Reconstituting the kinetochore–microtubule interface: what, why, and how

Abstract

The kinetochore is the proteinaceous complex that governs the movement of duplicated chromosomes by interacting with spindle microtubules during mitosis and meiosis. Faithful chromosome segregation requires that kinetochores form robust load-bearing attachments to the tips of dynamic spindle microtubules, correct microtubule attachment errors, and delay the onset of anaphase until all chromosomes have made proper attachments. To understand how this macromolecular machine operates to segregate duplicated chromosomes with exquisite accuracy, it is critical to reconstitute and study kinetochore–microtubule interactions in vitro using defined components. Here, we review the current status of reconstitution as well as recent progress in understanding the microtubule-binding functions of kinetochores in vivo.

Fig. 1

Lateral and end-on attachments. a Lateral attachments. Kinetochores initially encounter the lateral side of spindle microtubules during prometaphase. b End-on attachments during metaphase. Kinetochores interact with the tips of spindle microtubules where incorporation and dissociation of tubulin subunits occur. In this example, microtubules emanating from the left pole grow and those from the right pole shorten (top), leading to rightward movement of the attached chromosomes (bottom). c End-on attachments during anaphase.

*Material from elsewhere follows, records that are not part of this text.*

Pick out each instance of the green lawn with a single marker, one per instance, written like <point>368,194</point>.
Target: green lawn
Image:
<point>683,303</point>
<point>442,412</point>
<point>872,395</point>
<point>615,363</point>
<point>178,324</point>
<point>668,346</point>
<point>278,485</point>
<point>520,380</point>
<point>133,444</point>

Linkage between sister chromatids is lost and microtubules from both sides shorten, resulting in the separation of sister chromatids to opposite poles.

Fig. 2

Different types of kinetochore-microtubule attachments. a Bi-oriented attachments in which sister kinetochores attach to microtubules emanating from opposite poles. Kinetochores are under robust tension due to microtubule pulling forces that are opposed by linkage between sister chromatids. Tension stabilizes these proper bi-oriented attachments. b Mono-oriented attachment in which sister kinetochores are attached to microtubules emanating from the same pole (top). Lack of tension destabilizes these improper attachments, giving cells another chance to achieve correct bi-oriented attachments (bottom).

Fig. 3

Examples of microtubule-binding assays. a A microtubule co-sedimentation assay analyzes whether proteins of interest stay associated with stabilized (non-dynamic) microtubules that are pelleted by centrifugation. The level of co-sedimentation is typically determined by immunoblots. b A fluorescence-based assay observes binding between fluorescent microtubules attached to a coverslip and fluorescently labeled proteins. TIRF microscopy enables visualization of molecules only in the evanescent field (within ~100 nm of cover slip), providing single-molecule sensitivity (i.e. observation of binding events between individual microtubules and individual kinetochore proteins or complexes). Dynamically growing and shortening microtubules can also be used, allowing studies of lateral versus end-on attachments. c Optical trap assays use a focused laser beam to apply force to the interaction between bead-bound proteins and dynamic microtubule tips. Growth and shrinkage of individual microtubules can be monitored by video-enhanced microscopy and the number of bead-bound proteins can be diluted low enough to allow studies of single molecules or complexes.

Fig. 4

Effects of tension on microtubule tip dynamics and attachment stability. a End-on attachments allow kinetochores and tension to directly regulate microtubule tip dynamics. b Tension stabilizes reconstituted kinetochore-microtubule interactions. Left: Tension increases rescue rate and decreases catastrophe rates, resulting in a state where microtubules spend more time in the assembly phase. Right: There is also a tendency for the detachment rate from shortening microtubules to decrease in the presence of higher tension whereas that from growing microtubules increases. Changes in these four parameters result in a net increase in total attachment time as tension is increased within a certain force range (0.5 – 5 pN) (Akiyoshi et al. 2010).